Theoretical V0 (V)	Theoretical Power (W)
3.25	0.000721
3.20	0.000746
3.11	0.000771
3.07	0.000780
3.03	0.000798
2.96	0.000814
2.88	0.000829
2.81	0.000845
2.75	0.000861
2.67	0.000873
2.62	0.000878
2.48	0.000893
2.26	0.000904
2.25	0.000901

Looking at Fig. 2, we can observe that:

Max Power (0.536KW) occurs at 14.64kohms.
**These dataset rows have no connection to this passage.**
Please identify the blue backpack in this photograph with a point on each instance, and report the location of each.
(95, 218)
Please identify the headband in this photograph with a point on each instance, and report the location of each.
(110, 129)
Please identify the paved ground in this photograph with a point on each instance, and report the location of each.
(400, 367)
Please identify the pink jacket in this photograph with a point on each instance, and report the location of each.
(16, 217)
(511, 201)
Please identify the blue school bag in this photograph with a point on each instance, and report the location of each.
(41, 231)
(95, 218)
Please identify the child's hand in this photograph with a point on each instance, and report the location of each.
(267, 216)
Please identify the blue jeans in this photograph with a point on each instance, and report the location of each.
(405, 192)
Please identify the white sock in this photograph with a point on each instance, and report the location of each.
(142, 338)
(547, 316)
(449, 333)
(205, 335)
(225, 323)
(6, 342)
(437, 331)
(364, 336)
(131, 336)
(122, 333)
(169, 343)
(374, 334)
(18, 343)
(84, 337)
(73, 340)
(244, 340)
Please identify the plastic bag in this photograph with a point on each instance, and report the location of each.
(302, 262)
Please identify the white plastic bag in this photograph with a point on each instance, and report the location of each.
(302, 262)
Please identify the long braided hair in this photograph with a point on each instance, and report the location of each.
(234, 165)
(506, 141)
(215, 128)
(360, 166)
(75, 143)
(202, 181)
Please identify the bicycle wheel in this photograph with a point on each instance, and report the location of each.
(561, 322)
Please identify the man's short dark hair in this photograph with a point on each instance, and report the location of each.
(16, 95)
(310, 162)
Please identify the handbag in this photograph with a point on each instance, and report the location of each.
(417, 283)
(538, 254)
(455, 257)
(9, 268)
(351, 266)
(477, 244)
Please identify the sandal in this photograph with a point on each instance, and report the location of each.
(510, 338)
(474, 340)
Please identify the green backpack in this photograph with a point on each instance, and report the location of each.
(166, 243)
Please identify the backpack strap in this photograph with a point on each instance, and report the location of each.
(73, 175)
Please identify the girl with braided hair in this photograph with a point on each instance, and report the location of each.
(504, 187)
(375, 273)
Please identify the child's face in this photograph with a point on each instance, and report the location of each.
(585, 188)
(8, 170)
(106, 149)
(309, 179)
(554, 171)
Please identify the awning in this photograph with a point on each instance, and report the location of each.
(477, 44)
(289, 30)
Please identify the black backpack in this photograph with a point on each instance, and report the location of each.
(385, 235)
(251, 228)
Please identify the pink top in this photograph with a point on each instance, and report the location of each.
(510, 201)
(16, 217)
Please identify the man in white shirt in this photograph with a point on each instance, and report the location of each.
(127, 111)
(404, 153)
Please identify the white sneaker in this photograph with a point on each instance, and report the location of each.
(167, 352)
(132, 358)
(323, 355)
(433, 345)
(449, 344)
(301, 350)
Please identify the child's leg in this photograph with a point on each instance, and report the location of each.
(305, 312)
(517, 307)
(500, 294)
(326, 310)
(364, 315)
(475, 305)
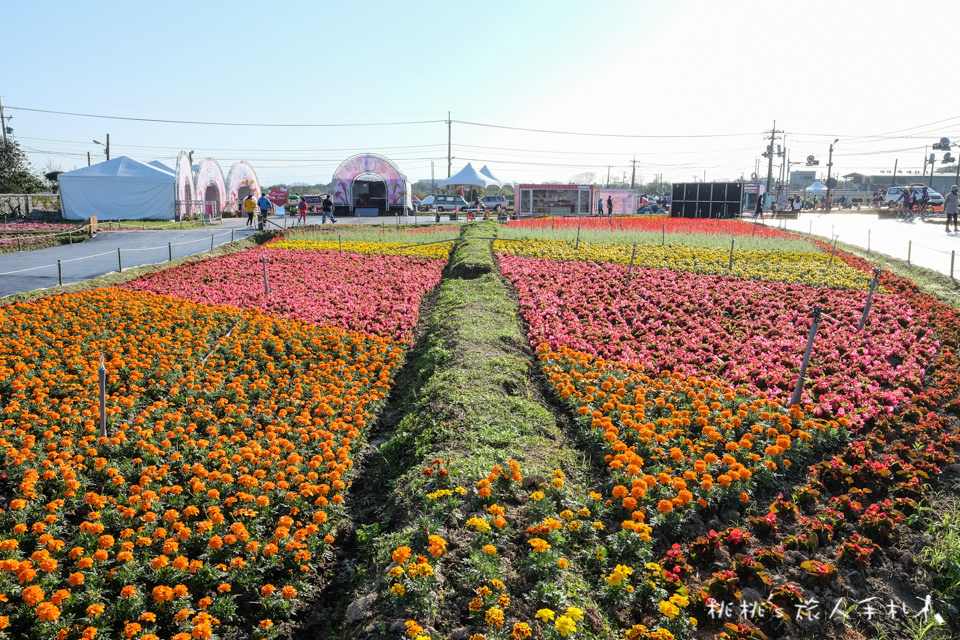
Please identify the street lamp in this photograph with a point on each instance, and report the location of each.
(829, 170)
(106, 147)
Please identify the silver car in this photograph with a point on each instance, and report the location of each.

To get the theoretical value of the resistance at which max. power occurs, we solve for R in P = v^2/R, where the voltage is 2.80V (voltage at which max. power happens);

R = 2.80^2/0.000536 = 14626.87 ohms

% Error = 0.137%

Part B:

For the second part of this experiment we used Logger Pro software to obtain a graph of power. The circuit, however, was a little bit more complex;

	Nominal (kohms)	Measured (kohms)
R1	1	0.966
R2	10	9.85
R3	10	9.86
R4	1	0.976
R5	1	0.979

	Nominal (V)	Measured (V)
Voltage source 1	4.5	4.54+/-.01
Voltage source 2	9	9.05+/-.01

Logger Pro Graph Power vs. T

The power graph was obtained by dictating a function that multiplies voltage and current. Unfortunately, the graphs for voltage and current were less than satisfactory due to the amount of error and the sensitivity of the probes.

Notice the spikes on the voltage graph

This results compromised the data analysis for this part.